As the element layer, a light emitting diode or laser having a quantum structure such as SQW or MQW can be formed.
In all the above examples, the MOVPE method was performed in a normal pressure atmosphere, but may be performed under reduced pressure growth. Moreover, you may carry out by the combination of a normal pressure and pressure reduction.
The GaN-based compound semiconductor obtained in the present invention can be used for a light emitting device such as an LED or LD, and can also be used for a light receiving device and an electronic device.

  In the present application, a first gallium nitride compound semiconductor is grown on a substrate, and then the first gallium nitride compound semiconductor is formed in a dot shape or a stripe shape so that exposed portions of the substrate are scattered. Alternatively, the second gallium nitride compound semiconductor is etched into an island state such as a lattice shape, and then grown using the island-state first gallium nitride compound semiconductor as a nucleus, but not epitaxially grown using the exposed portion of the substrate as a nucleus. Also disclosed is a method for producing a gallium nitride compound semiconductor, which is grown and formed on the exposed surface of the substrate by lateral growth.

  The present invention can be used as a semiconductor that improves device characteristics.

1 is a schematic cross-sectional view showing the structure of a gallium nitride compound semiconductor according to a first specific example of the present invention.

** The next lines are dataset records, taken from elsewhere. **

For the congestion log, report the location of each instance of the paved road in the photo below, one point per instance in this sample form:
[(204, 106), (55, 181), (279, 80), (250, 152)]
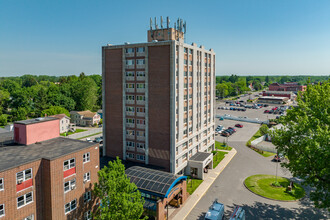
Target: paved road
[(228, 188)]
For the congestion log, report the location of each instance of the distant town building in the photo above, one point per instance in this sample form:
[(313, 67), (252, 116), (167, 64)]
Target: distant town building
[(44, 176), (85, 118), (288, 94), (65, 124), (288, 86), (158, 100)]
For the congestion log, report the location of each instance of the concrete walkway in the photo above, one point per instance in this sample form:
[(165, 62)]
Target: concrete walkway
[(183, 212)]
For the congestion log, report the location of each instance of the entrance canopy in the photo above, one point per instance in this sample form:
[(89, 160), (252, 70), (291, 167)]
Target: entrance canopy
[(151, 180)]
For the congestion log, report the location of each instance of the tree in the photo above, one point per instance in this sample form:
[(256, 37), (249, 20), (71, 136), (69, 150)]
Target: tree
[(119, 198), (305, 139), (54, 110)]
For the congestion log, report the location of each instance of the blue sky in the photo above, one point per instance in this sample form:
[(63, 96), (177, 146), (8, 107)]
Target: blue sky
[(256, 37)]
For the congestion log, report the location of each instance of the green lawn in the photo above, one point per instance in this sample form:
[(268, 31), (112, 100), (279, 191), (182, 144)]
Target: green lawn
[(221, 146), (262, 185), (192, 184), (69, 132), (217, 158)]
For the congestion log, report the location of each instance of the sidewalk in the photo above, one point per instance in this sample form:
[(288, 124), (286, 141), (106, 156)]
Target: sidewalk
[(193, 199)]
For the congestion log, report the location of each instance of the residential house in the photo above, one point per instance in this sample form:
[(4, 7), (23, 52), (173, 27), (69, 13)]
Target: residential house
[(85, 118)]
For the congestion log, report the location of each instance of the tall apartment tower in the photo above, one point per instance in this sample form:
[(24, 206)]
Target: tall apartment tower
[(158, 99)]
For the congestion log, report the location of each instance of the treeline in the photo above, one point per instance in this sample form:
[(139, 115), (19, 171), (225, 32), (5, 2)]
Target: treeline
[(32, 96), (235, 85)]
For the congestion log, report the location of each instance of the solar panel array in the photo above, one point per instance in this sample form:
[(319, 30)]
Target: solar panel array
[(151, 180)]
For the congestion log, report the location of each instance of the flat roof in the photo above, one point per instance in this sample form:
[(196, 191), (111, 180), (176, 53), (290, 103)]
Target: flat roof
[(15, 155), (35, 120), (151, 180), (200, 156)]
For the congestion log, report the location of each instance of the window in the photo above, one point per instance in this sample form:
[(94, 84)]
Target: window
[(129, 62), (140, 145), (2, 210), (130, 144), (87, 177), (70, 206), (140, 97), (140, 157), (68, 164), (130, 74), (23, 176), (87, 196), (86, 157), (87, 215), (25, 199), (140, 85), (129, 50), (130, 97), (140, 49), (129, 85), (140, 74), (140, 61), (130, 155), (30, 217), (69, 185), (130, 109)]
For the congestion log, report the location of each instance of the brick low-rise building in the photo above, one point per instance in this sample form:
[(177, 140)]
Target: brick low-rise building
[(46, 176)]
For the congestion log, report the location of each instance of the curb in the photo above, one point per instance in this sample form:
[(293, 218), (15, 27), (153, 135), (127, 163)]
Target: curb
[(270, 198)]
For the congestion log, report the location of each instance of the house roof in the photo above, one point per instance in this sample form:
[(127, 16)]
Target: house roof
[(15, 155), (87, 114), (60, 116)]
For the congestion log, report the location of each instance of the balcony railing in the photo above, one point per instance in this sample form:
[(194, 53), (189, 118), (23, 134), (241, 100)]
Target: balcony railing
[(140, 138)]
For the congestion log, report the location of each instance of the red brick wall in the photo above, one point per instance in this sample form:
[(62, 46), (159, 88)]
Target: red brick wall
[(48, 188), (159, 105), (113, 102)]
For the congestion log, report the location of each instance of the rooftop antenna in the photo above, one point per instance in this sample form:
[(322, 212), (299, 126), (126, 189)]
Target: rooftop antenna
[(150, 23), (161, 22), (168, 22)]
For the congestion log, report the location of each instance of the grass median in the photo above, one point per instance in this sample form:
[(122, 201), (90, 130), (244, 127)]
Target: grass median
[(263, 185)]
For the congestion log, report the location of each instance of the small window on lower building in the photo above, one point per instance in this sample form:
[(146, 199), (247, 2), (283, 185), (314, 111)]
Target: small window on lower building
[(87, 196), (70, 206), (30, 217), (87, 177), (2, 210), (87, 215)]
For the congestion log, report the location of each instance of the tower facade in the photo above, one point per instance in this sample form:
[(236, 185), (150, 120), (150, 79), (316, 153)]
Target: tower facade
[(158, 100)]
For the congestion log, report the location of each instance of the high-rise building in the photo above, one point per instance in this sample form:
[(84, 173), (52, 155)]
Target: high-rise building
[(45, 176), (158, 99)]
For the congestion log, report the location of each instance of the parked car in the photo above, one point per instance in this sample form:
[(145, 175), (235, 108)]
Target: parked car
[(238, 214), (215, 212)]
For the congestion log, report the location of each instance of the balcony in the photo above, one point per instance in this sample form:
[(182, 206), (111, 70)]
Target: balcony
[(129, 66), (140, 78), (141, 126), (130, 90), (130, 78), (140, 138), (128, 136), (130, 113), (141, 90), (130, 125), (131, 102), (140, 114), (129, 54), (140, 102)]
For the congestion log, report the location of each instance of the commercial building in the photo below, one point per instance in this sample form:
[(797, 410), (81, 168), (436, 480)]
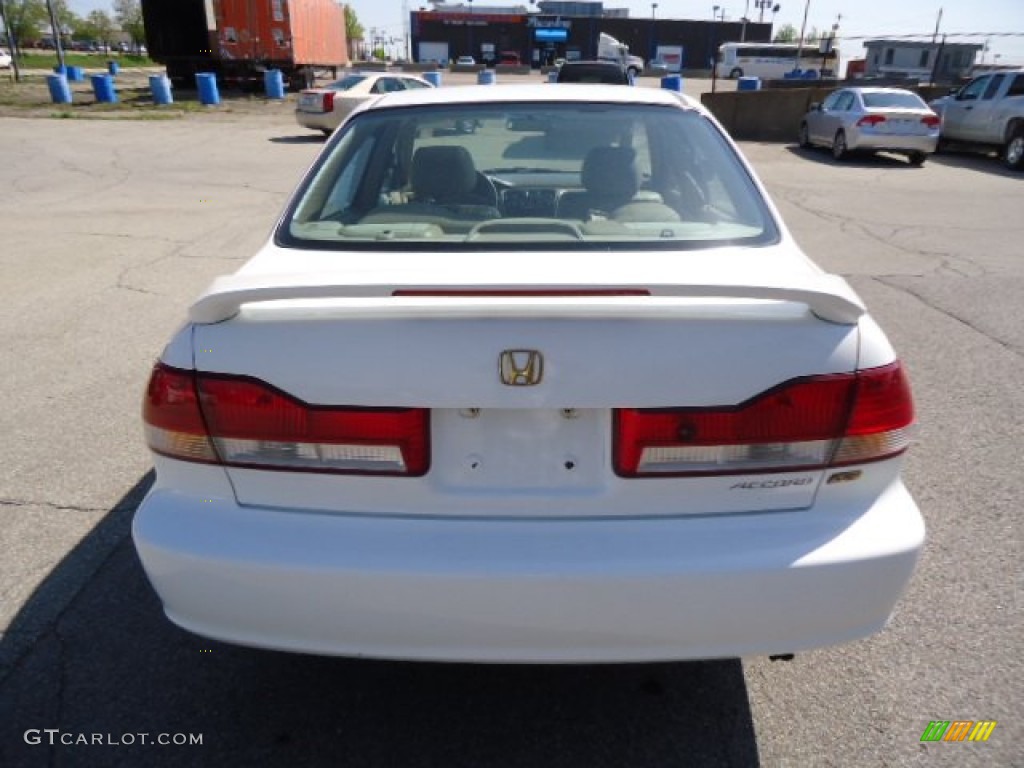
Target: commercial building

The typical sectional view showing the structure of the gallium nitride system compound semiconductor concerning the concrete 2nd example of the present invention.

Explanation of symbols

1 Silicon substrate 2 Al _0.15 Ga _0.85 N layer (first gallium nitride compound semiconductor)
3 GaN layer (second gallium nitride compound semiconductor)
21 Al _0.15 Ga _0.85 N layer (first gallium nitride compound semiconductor)
22 GaN layer (first gallium nitride compound semiconductor)

Claims (6)

In gallium nitride compound semiconductors,
A substrate,
A first gallium nitride-based compound semiconductor formed in an island state such as a dot shape, a stripe shape, or a lattice shape so that the exposed portion of the substrate is scattered on the substrate;
The first gallium nitride compound semiconductor in the island state is grown as a nucleus, grown laterally on the exposed surface of the substrate, and is not chemically bonded to the exposed surface of the substrate. A gallium nitride compound semiconductor comprising: a gallium nitride compound semiconductor.   The gallium nitride compound semiconductor according to claim 1, further comprising an element layer made of a gallium nitride compound semiconductor formed on the second gallium nitride compound semiconductor. The gallium nitride compound semiconductor according to claim 1, wherein the substrate is sapphire, silicon, or silicon carbide. The substrate is silicon, the first gallium nitride compound semiconductor formed in the island state is a gallium nitride compound semiconductor containing aluminum, and the second gallium nitride compound semiconductor does not contain aluminum. The gallium nitride compound semiconductor according to claim 1, wherein the gallium nitride compound semiconductor is a gallium nitride compound semiconductor.   5. The buffer layer having the same shape as that of the first gallium nitride compound semiconductor is provided between the substrate and the first gallium nitride compound semiconductor. 6. The gallium nitride compound semiconductor according to Item.   6. The gallium nitride compound semiconductor according to claim 1, wherein the substrate or a semiconductor substrate obtained by removing from the substrate to the first gallium nitride compound semiconductor.